In this paper we have proposed a procedure for estimating the marginal CEP curve. Our proposed methods have the advantage of allowing clinical risks under Z being dependent on W after conditioning on S. We also developed procedures for obtaining pointwise and simultaneous confidence intervals about the marginal CEP curve via perturbation resampling. In addition, we have shown that pointwise and simultaneous interval estimates via perturbation resampling are more accurate and tighter than those obtained by the bootstrap, especially when the disease endpoint is rare. Theoretically, if sample sizes are large enough, and there are a large number of events, bootstrap and perturbation resampling procedures should both yield correct inference. However, through simulation we discovered that 500 perturbation resamples approximate standard errors better than 500 bootstrap resamples. When the number of events is small, and some events are associated with extreme S values, the bootstrap resampling procedure will sometimes delete these high influential points, and sometime repeat them. Therefore, the influence from these points will be wiped out in some bootstrap samples while compounded in others, yielding unstable estimates for different samples. On the other hand, the perturbation resampling procedure keeps the same data points but ‘perturbs’ their influence through continuously generated weights, thus yielding more stable estimates. Our simulation results also showed that the precision gain from perturbation compared to bootstrap is more dramatic when the disease endpoint is rare. Therefore, the perturbation procedure is favorable given finite sample size and/or rare events but the relative advantage of perturbation should diminish with a large number of events as the relative influence of the most influential points should be diminished.

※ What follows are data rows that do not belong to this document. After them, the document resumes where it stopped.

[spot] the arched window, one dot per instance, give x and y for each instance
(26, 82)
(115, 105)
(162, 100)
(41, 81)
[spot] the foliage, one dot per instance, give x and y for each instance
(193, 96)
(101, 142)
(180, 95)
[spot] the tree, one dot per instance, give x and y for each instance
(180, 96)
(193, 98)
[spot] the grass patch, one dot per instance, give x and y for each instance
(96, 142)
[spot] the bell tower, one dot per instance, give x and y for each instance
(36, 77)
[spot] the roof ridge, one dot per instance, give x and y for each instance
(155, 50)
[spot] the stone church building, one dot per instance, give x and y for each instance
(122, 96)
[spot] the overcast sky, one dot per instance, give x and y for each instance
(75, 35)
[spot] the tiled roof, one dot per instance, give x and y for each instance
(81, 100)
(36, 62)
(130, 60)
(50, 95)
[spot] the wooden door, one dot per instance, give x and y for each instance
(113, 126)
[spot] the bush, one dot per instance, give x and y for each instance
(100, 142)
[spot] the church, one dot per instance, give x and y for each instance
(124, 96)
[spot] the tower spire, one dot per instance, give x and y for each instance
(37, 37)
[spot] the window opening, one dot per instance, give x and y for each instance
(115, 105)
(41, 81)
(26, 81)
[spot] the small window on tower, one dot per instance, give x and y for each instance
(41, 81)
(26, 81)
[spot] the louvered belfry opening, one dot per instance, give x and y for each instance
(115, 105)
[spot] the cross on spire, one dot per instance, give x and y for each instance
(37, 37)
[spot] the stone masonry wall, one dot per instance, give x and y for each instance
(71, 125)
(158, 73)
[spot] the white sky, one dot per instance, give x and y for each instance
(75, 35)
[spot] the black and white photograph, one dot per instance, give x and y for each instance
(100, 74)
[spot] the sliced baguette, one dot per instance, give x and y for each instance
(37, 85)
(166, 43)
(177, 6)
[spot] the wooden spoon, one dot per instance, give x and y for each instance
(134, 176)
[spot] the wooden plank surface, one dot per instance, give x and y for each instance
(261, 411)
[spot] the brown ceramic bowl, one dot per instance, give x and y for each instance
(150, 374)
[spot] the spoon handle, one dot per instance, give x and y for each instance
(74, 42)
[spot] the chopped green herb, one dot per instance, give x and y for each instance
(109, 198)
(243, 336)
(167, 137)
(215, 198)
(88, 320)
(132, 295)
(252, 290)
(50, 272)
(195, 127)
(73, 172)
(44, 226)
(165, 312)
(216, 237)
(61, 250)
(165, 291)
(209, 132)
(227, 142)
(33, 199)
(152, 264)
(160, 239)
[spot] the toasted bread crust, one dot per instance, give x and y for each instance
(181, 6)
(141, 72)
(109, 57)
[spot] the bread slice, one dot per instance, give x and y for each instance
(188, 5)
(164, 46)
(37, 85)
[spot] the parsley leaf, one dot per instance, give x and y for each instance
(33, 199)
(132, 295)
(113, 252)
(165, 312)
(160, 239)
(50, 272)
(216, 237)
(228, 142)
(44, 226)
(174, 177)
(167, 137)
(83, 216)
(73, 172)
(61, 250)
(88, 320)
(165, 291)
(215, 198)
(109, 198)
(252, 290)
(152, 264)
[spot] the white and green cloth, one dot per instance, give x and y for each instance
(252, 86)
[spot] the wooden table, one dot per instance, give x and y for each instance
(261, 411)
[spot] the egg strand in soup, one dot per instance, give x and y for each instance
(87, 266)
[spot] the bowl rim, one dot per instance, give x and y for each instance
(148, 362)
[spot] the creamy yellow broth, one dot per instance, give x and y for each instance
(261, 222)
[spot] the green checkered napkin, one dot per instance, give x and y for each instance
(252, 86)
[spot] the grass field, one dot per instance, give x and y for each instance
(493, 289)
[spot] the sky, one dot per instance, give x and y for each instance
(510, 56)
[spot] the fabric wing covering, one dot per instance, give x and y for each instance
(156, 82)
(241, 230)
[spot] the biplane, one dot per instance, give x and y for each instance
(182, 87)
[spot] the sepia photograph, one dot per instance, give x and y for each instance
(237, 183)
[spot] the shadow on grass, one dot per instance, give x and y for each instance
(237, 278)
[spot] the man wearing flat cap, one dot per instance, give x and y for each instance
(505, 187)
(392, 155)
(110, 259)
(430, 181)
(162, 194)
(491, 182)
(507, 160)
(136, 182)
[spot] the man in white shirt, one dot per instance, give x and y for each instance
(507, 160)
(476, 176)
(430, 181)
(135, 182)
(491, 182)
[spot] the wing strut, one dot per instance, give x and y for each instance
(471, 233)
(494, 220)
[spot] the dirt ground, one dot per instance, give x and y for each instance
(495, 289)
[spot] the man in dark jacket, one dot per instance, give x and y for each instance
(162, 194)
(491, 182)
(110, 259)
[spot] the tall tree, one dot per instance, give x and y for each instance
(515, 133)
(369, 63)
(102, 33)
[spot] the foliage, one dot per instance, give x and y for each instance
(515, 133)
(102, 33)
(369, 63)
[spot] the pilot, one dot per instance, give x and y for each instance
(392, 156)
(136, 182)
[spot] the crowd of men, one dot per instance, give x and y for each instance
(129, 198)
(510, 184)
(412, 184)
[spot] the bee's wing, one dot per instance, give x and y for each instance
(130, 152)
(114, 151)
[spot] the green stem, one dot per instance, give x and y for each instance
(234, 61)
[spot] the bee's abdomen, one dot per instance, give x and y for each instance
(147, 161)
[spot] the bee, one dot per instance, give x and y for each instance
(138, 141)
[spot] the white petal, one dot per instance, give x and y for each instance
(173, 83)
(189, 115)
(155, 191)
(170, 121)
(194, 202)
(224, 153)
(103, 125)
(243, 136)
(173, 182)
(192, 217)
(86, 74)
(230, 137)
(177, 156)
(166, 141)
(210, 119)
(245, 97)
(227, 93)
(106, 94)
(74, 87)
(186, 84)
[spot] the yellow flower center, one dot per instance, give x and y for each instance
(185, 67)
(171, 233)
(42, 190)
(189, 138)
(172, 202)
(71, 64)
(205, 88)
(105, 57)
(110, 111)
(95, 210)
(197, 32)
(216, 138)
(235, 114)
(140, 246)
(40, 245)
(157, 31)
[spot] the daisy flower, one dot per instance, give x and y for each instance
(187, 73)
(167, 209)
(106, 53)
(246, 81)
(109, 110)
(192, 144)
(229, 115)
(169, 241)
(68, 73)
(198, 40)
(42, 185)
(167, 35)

While we have defined the baseline covariates W to be categorical such that we estimated F(S|W,δ=1) nonparametrically and employed a multinomial model for P(W|S), our proposed definition and estimation procedure can be extended to scenarios where W is continuous by adopting a nonparametric smoothing technique to estimate F(S|W,δ=1) and using a parametric, semiparametric, or nonparametric model to estimate P(W|S). Furthermore, this article assumed the baseline covariates W are phase-I variables that are available in all subjects. Extending our estimator to settings where some Ws are only available from a subset of participants is of interest for future research. The R code implementing the proposed methods is available upon request.